- Theatrical release poster
- Directed by: M. A. Thirumugam
- Written by: Aaroor Dass
- Produced by: Sandow M. M. A. Chinnappa Thevar
- Starring: Gemini Ganesan B. Saroja Devi
- Cinematography: C. V. Moorthy
- Edited by: M. A. Thirumugam M. G. Balu Rao M. A. Mariyappan
- Music by: K. V. Mahadevan
- Production company: Thevar Films
- Release date: 28 August 1959;
- Running time: 141 minutes
- Country: India
- Language: Tamil

= Vaazha Vaitha Deivam =

Vaazha Vaitha Deivam is 1959 Indian Tamil-language romantic drama film, directed by M. A. Thirumugam, produced by Sandow M. M. A. Chinnappa Thevar and written by Aaroor Dass with music by K. V. Mahadevan. It stars Gemini Ganesan and B. Saroja Devi, with T. S. Balaiah, V. K. Ramasamy, S. V. Subbaiah, P. Kannamba and T. P. Muthulakshmi in supporting roles. The film was released on 28 August 1959 and emerged as a box office success.

== Production ==
Vaazha Vaitha Deivam was the first film for Aaroor Dass as a "full fledged story and dialogue writer". At his suggestion, Gemini Ganesan and B. Saroja Devi were cast as the lead pair. According to T. S. Balaiah's son Junior Balaiah, when the producer Thevar named this film, he had Balaiah in mind.

== Soundtrack ==
Music was by K. V. Mahadevan and lyrics were written by Thanjai N. Ramaiah Dass, A. Maruthakasi, Pattukkottai Kalyanasundaram, A. S. Narayanan and Kovai Kumaradevan.

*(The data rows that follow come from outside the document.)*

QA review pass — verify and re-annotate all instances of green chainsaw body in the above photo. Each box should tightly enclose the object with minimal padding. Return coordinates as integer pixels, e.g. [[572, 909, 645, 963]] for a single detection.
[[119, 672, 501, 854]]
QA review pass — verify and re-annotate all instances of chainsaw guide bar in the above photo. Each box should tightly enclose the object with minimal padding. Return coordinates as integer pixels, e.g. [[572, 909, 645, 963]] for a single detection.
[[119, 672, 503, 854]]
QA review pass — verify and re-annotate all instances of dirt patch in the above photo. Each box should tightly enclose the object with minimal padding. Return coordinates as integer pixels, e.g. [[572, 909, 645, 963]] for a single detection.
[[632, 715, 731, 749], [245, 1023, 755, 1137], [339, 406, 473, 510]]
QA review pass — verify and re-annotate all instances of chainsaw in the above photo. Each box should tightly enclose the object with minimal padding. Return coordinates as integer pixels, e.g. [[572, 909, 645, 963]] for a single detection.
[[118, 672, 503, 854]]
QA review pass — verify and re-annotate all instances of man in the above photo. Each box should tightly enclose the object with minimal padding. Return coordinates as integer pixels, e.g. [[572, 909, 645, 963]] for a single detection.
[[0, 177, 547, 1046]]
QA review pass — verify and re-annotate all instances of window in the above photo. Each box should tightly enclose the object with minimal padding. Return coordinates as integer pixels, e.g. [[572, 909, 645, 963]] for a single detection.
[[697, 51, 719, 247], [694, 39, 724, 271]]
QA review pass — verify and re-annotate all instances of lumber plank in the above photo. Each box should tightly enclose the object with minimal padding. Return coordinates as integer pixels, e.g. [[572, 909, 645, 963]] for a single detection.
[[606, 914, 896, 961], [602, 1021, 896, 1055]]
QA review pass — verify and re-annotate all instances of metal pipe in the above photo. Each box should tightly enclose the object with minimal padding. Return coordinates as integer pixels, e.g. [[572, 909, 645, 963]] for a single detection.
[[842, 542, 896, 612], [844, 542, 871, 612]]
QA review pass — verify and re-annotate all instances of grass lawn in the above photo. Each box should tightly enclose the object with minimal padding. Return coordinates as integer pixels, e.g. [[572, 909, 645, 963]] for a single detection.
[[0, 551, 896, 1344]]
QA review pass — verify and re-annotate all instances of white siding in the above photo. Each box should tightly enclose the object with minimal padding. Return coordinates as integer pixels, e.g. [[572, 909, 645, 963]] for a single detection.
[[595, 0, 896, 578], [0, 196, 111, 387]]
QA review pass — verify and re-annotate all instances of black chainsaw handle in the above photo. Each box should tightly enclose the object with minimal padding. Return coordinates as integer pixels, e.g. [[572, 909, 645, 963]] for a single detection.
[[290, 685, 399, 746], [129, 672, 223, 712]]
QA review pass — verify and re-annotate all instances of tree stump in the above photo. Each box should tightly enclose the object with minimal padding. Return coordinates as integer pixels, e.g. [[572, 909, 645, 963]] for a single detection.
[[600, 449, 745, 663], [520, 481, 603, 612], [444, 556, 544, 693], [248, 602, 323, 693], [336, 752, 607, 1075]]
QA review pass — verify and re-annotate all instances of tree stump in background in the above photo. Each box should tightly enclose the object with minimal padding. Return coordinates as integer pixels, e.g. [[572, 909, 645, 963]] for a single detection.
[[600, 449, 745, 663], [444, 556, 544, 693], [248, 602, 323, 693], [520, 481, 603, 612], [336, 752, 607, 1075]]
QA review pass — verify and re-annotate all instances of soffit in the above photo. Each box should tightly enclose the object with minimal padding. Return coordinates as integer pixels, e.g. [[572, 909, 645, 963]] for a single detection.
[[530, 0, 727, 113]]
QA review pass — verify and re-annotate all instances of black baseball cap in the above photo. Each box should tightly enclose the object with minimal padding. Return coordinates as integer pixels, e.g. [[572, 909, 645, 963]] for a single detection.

| Songs | Singers | Length |
|---|---|---|
| "Kaaveri Thaan Singari" | T. M. Soundararajan & P. Susheela | 03:16 |
| "Engi Malai Uchiyile" | T. M. Soundararajan | 04:22 |
| "Kolli Malai Saaralile" | S. C. Krishnan & L. R. Eswari | 02:51 |
| "Chinnaala Patti" | T. M. Soundararajan | 03:28 |
| "Vennilave Kaadhal Kadhai" | P. Susheela | 04:09 |
| "Anna Nadaikkaari" | T. M. Soundararajan | 02:57 |
| "Vaazha Vaitha Deivam" | T. M. Soundararajan & L. R. Eswari | 03:13 |

== Release ==
Vaazha Vaitha Deivam was released on 28 August 1959, and emerged a box office success. It was dubbed into Telugu as Karmika Vijayam, which did not meet with the same success.